Chief minister Mehbooba recently urged the Centre for revocation of the Armed Forces Special Powers Act from some parts of the Valley. Her statement at a counter-terrorism seminar in New Delhi signaled to a great extent also her frustration with New Delhi, that's not willing to even acknowledge the need for removing the controversial law, even from areas which have remained peaceful for almost a decade now.
"We should not shy away from the fact (that) we need to start revocation of AFSPA from some places and see what is the impact," Mehbooba said. "We have used guns, pellet guns, hand grenades, tear gas. We can't continue with that," she said, adding that her party had tied up with the BJP in the state only after agreeing on some agendas, including revocation of the controversial Act.
The AoA also clearly mentions that the government will examine the need for denotifying disturbed areas, which will as a consequence enable the central government to take a final view on the continuation of AFSPA in these areas.
Ironically, however, whenever there is a talk of revocation of AFSPA from some areas, someone from the BJP chips in with ill-informed statements, embarrassing the already cornered state government. Recently, Home Minister Rajnath Singh said that the government was ready to talk to stakeholders in Kashmir to normalise the situation. This was seen as yet another political gimmick, considering elections for two parliamentary constituencies are coming up.
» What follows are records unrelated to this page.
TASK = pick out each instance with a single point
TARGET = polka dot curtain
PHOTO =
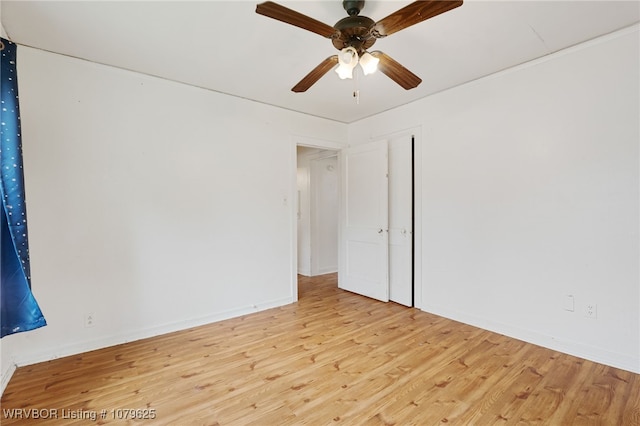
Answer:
(19, 310)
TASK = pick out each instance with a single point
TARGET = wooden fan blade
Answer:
(315, 74)
(396, 72)
(412, 14)
(284, 14)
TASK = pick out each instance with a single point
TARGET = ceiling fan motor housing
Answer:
(353, 8)
(355, 31)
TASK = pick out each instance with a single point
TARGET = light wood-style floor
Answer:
(332, 358)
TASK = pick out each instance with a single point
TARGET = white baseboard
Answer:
(327, 270)
(6, 376)
(131, 336)
(580, 350)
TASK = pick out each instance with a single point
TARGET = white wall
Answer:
(530, 193)
(154, 205)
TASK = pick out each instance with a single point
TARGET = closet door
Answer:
(401, 219)
(364, 249)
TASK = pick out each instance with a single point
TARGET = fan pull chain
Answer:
(356, 91)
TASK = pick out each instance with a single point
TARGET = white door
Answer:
(400, 220)
(364, 253)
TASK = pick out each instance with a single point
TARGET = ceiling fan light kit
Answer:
(353, 35)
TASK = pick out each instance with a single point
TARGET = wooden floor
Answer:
(332, 358)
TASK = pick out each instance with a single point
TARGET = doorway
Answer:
(317, 178)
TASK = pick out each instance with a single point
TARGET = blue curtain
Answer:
(19, 310)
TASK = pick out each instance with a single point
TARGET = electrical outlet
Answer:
(591, 310)
(89, 319)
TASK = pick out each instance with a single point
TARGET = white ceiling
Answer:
(226, 47)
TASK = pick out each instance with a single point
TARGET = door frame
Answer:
(297, 140)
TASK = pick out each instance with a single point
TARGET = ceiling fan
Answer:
(355, 34)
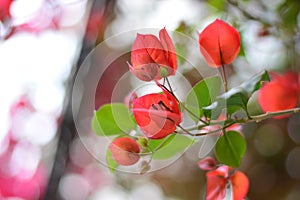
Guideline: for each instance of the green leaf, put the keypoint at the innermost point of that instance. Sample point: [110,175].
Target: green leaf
[178,144]
[153,144]
[112,119]
[202,95]
[110,161]
[230,148]
[255,83]
[237,98]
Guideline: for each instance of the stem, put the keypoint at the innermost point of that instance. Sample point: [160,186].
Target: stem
[168,82]
[191,113]
[183,106]
[268,115]
[224,78]
[185,131]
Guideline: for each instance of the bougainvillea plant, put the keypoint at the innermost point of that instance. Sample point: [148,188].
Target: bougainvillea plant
[157,117]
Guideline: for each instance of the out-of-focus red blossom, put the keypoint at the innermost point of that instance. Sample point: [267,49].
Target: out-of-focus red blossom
[219,43]
[23,103]
[207,163]
[129,98]
[24,186]
[47,17]
[153,58]
[281,93]
[95,25]
[157,114]
[125,151]
[5,9]
[219,178]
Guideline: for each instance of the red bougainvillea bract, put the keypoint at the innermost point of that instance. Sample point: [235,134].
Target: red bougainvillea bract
[153,58]
[219,178]
[219,43]
[157,114]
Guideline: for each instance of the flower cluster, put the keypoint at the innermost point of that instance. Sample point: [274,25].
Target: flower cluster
[159,115]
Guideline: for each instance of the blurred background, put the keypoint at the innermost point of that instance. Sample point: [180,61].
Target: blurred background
[42,48]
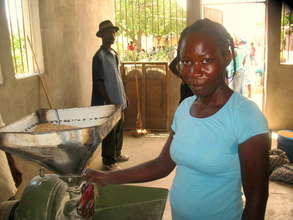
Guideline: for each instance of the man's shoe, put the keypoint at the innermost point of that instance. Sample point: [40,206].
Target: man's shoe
[111,167]
[122,158]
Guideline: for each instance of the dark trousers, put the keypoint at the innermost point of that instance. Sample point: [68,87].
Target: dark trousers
[112,143]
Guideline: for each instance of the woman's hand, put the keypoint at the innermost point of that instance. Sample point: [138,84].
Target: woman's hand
[95,176]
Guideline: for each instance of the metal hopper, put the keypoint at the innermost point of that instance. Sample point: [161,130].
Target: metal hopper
[64,151]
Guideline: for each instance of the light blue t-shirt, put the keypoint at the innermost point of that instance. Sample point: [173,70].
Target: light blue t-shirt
[207,185]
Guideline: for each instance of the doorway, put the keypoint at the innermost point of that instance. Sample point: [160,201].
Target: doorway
[245,21]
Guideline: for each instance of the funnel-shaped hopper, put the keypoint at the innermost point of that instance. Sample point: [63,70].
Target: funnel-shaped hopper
[62,140]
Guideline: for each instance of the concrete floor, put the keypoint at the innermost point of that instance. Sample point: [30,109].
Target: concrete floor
[280,203]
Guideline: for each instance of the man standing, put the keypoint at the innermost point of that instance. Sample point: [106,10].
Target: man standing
[108,89]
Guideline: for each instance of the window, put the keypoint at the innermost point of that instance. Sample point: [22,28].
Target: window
[25,37]
[286,56]
[149,29]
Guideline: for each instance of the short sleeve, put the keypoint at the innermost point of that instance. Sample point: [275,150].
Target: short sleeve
[173,125]
[249,122]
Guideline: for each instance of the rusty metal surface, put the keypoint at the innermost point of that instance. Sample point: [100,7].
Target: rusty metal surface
[61,151]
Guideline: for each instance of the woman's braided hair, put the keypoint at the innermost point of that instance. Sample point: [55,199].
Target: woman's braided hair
[217,32]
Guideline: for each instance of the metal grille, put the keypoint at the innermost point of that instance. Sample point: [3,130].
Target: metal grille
[19,17]
[286,35]
[149,29]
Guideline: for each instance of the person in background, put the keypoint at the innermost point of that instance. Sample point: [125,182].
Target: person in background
[131,46]
[252,54]
[108,89]
[237,82]
[218,140]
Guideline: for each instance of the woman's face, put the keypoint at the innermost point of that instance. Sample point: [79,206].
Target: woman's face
[202,64]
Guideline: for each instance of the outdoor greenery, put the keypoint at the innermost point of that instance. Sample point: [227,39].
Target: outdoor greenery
[145,21]
[19,59]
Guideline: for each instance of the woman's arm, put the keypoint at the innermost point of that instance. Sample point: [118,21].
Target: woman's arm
[254,161]
[148,171]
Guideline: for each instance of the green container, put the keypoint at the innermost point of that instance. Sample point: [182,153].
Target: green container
[54,197]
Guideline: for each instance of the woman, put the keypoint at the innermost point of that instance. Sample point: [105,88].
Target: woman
[218,142]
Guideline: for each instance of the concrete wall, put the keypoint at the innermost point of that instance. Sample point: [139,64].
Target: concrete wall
[68,31]
[68,34]
[18,97]
[279,89]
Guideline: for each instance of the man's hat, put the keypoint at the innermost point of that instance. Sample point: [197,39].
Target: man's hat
[105,25]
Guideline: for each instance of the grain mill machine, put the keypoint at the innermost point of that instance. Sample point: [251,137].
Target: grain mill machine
[63,141]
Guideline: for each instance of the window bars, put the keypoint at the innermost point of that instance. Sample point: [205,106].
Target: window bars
[20,15]
[149,29]
[286,56]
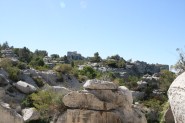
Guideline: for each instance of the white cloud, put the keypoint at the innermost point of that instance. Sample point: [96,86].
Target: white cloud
[83,4]
[62,5]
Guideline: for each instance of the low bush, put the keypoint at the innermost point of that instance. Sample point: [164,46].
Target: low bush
[64,68]
[47,102]
[38,81]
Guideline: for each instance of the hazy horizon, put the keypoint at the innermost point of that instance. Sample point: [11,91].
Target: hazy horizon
[148,31]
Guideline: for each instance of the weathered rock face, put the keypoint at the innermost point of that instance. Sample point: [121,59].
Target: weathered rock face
[98,84]
[8,115]
[176,95]
[89,116]
[100,102]
[25,87]
[82,100]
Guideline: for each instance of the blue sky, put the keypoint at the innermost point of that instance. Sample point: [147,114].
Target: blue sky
[145,30]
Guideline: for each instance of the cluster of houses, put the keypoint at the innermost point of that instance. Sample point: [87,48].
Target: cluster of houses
[8,53]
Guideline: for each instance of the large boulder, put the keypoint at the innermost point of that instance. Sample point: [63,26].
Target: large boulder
[89,116]
[168,116]
[30,114]
[125,92]
[84,100]
[137,95]
[59,89]
[98,84]
[100,102]
[25,87]
[176,95]
[7,115]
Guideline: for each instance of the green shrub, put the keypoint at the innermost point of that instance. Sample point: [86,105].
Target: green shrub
[166,78]
[59,77]
[38,81]
[108,76]
[22,65]
[89,72]
[47,102]
[14,73]
[64,68]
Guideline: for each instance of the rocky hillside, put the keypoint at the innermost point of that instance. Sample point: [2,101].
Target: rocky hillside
[99,102]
"Following the principles of 'Insaniyat, Kashmiriyat and Jamhooriyat' of the earlier NDA government led by Atal Bihari Vajpayee, the state government will facilitate and help initiate a sustained and meaningful dialogue with all internal stakeholders and political groups irrespective of their ideological views and predilections. The dialogue will seek to build a broad-based consensus on resolution of all outstanding issues of the state," the AoA said.
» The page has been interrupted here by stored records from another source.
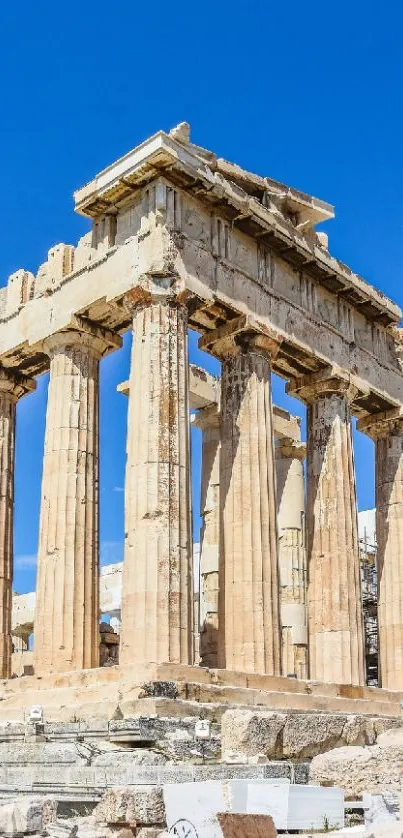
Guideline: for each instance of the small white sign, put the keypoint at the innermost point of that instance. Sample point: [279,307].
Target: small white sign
[202,729]
[36,713]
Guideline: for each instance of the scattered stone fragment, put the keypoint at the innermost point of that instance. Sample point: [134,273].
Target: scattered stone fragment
[246,826]
[27,816]
[376,769]
[135,805]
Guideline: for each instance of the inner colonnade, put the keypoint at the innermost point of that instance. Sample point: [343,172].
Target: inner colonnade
[254,599]
[181,239]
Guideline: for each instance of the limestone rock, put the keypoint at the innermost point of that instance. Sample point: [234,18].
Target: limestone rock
[249,733]
[134,805]
[246,826]
[306,734]
[376,769]
[87,827]
[27,815]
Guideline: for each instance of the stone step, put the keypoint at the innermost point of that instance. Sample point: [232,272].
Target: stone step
[87,783]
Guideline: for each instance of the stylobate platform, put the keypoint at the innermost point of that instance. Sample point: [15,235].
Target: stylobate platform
[123,691]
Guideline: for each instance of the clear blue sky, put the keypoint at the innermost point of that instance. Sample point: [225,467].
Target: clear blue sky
[308,93]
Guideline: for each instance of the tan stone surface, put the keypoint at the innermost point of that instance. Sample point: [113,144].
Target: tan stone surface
[290,454]
[103,692]
[376,769]
[131,805]
[240,249]
[67,600]
[246,826]
[275,735]
[208,421]
[387,431]
[156,600]
[12,387]
[249,620]
[336,651]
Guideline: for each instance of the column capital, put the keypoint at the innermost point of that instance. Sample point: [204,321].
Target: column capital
[207,417]
[14,385]
[241,335]
[332,380]
[166,290]
[86,334]
[290,449]
[383,423]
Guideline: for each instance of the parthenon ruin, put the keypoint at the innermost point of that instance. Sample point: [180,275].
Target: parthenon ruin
[181,239]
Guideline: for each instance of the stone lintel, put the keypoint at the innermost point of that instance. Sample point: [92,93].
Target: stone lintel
[207,417]
[203,388]
[290,448]
[155,288]
[83,332]
[381,424]
[328,381]
[13,385]
[240,334]
[286,425]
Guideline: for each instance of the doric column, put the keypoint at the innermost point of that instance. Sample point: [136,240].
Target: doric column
[157,584]
[67,595]
[290,454]
[387,431]
[249,621]
[208,421]
[12,387]
[336,649]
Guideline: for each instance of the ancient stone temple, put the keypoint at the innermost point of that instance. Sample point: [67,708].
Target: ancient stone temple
[179,240]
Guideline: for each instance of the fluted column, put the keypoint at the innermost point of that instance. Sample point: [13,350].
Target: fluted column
[208,421]
[290,454]
[12,387]
[387,431]
[157,584]
[336,648]
[249,620]
[67,596]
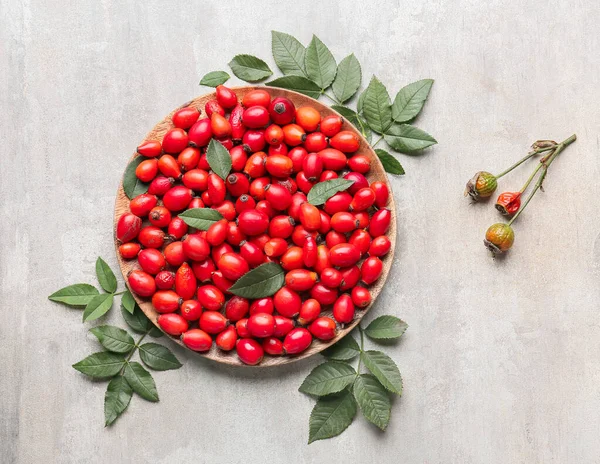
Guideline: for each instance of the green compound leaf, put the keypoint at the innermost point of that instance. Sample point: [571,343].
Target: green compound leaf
[390,164]
[331,416]
[100,365]
[114,338]
[386,328]
[320,63]
[376,106]
[344,350]
[214,78]
[323,191]
[298,84]
[106,276]
[408,139]
[77,295]
[410,100]
[201,218]
[288,53]
[327,378]
[158,357]
[348,78]
[250,68]
[132,186]
[384,368]
[141,381]
[117,398]
[260,282]
[98,307]
[373,400]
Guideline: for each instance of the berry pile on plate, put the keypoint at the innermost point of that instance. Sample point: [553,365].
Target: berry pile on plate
[256,229]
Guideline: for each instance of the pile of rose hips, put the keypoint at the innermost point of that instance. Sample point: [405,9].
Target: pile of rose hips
[278,153]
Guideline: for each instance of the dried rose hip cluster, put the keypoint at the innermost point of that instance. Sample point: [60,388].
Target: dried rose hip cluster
[278,154]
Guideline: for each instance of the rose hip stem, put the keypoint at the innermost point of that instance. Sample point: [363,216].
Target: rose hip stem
[543,166]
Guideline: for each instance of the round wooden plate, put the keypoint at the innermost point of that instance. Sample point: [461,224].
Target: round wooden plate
[377,173]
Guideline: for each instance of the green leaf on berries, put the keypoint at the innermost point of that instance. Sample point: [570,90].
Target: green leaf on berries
[128,302]
[214,78]
[386,328]
[344,350]
[132,186]
[390,164]
[373,400]
[218,158]
[106,276]
[320,63]
[117,398]
[323,191]
[348,78]
[331,416]
[384,368]
[377,106]
[137,320]
[250,68]
[260,282]
[408,139]
[327,378]
[77,295]
[100,365]
[288,53]
[158,357]
[355,119]
[410,100]
[200,218]
[140,380]
[298,84]
[98,307]
[113,338]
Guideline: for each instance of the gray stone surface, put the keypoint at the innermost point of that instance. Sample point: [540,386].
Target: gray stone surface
[501,361]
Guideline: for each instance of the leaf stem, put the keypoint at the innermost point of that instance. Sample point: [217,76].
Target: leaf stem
[544,168]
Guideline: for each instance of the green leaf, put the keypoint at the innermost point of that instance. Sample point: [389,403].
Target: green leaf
[218,158]
[390,164]
[158,357]
[113,338]
[386,328]
[320,63]
[288,53]
[137,320]
[214,78]
[323,191]
[410,100]
[117,398]
[407,139]
[106,276]
[100,365]
[132,186]
[327,378]
[260,282]
[140,380]
[384,368]
[77,295]
[128,302]
[348,78]
[297,84]
[344,350]
[377,107]
[200,218]
[331,416]
[355,119]
[98,307]
[373,400]
[250,68]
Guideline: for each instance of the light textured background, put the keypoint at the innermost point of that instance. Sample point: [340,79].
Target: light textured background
[501,362]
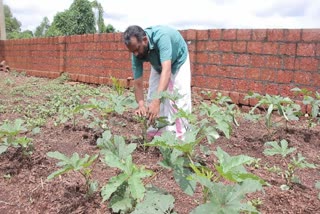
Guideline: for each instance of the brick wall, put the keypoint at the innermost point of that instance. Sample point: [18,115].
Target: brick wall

Another important aspect of this document was Article 370. "The present position will be maintained on all constitutional provisions, including special status," it says.
But the reality is that there have been litigations in courts across the country, and it looks like the article could soon be done away with. This will have huge political implications, not just for the Centre, but also for the state government. Any government which is seen as failing to protect Article 370 which gives special status to Jammu and Kashmir, will be seen as an "enemy" of the state.
The PDP-BJP alliance had also promised to secure a share in the profits of NHPC emanating from Jammu and Kashmir's waters to the state government by reversing all royalty agreements with NHPC, but the process is going nowhere.
However, while the alliance's credibility is getting eroded slowly and gradually, especially of the PDP in the Valley, state finance minister Haseeb Drabu, who is credited for cobbling up the coalition, is hopeful, "It is gradual process which will take time. The Centre will realise its (AoA) importance for the state government. A time will come when they will hand over the power projects back to the state government."
But when that time will come, no one has any clue, not even the parties themselves. The fact is that if the BJP and PDP are unable to deliver on the issues promised to the people, they will face huge challenges. If not today, then in the near future, when they go back to the people to ask for votes.